Ext-quivers of hearts of A-type and the orientation of associahedron

TL;DR

This paper classifies Ext-quivers of hearts in derived categories related to A-type quivers, linking combinatorial structures like binary trees to torsion pairs and cluster tilting sets, and relates associahedron orientations to these structures.

Contribution

It provides a classification of Ext-quivers for hearts in derived categories of A-type, connecting combinatorial and algebraic structures in cluster theory.

Findings

Classification of Ext-quivers for hearts in derived categories.

Explicit construction from binary trees to torsion pairs and cluster tilting sets.

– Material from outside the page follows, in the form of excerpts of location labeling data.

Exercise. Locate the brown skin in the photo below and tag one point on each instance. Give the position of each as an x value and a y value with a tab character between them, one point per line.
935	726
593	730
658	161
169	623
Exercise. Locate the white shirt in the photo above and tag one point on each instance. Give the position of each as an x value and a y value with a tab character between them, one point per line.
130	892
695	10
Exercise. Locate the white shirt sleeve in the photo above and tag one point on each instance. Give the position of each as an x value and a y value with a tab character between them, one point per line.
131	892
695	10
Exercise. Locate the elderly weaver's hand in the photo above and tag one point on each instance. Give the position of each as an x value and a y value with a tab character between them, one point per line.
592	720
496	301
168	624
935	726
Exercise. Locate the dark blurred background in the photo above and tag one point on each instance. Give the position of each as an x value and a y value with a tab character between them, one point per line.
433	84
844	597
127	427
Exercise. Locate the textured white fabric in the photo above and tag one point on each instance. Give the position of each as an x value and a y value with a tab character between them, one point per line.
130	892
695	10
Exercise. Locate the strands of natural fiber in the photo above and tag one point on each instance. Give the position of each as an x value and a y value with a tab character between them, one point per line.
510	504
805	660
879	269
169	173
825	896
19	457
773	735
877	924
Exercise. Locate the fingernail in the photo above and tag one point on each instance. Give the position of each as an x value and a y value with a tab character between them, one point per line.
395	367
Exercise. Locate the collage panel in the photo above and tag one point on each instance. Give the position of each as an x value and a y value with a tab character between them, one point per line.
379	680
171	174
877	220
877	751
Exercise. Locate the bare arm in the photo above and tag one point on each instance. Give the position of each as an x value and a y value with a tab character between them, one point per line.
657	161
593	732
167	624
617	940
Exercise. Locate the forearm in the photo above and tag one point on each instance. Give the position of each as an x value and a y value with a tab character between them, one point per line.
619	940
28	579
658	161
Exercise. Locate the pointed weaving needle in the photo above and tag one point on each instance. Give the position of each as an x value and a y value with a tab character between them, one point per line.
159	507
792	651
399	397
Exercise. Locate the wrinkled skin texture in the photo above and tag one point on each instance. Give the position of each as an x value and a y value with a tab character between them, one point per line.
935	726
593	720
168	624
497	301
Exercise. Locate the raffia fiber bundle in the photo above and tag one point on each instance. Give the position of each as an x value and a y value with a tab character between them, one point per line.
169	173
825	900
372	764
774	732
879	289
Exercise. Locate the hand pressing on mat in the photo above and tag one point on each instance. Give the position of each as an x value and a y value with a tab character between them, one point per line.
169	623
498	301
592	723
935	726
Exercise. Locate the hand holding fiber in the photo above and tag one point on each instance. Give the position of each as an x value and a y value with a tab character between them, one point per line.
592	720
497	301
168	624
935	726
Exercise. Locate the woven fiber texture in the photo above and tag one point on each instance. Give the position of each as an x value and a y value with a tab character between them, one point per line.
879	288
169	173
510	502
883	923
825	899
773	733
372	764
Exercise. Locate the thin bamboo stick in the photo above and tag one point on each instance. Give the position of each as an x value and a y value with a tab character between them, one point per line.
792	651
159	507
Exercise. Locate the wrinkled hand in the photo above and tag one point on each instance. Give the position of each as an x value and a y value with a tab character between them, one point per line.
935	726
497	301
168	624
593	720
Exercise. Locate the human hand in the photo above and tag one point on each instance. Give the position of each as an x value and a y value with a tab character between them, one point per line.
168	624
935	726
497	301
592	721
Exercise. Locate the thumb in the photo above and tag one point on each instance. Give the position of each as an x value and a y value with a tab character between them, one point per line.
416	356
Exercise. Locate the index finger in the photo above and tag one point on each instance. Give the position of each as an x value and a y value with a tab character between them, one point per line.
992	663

Equivalence of associahedron orientations induced by different poset structures.

Abstract

We classify the Ext-quivers of hearts in the bounded derived category D(A_n) and the finite-dimensional derived category D(\Gamma_N A_n) of the Calabi-Yau-N Ginzburg algebra D(\Gamma_N A_n). This provides the classification for Buan-Thomas' colored quiver for higher clusters of A-type. We also give explicit combinatorial constructions from a binary tree with n+2 leaves to a torsion pair in mod k\overrightarrow{A_n} and a cluster tilting set in the corresponding cluster category, for the straight oriented A-type quiver \overrightarrow{A_n}. As an application, we show that the orientation of the n-dimensional ssociahedron induced by poset structure of binary trees coincides with the orientation induced by poset structure of torsion pairs in mod k\overrightarrow{A_n} (under the correspondence above).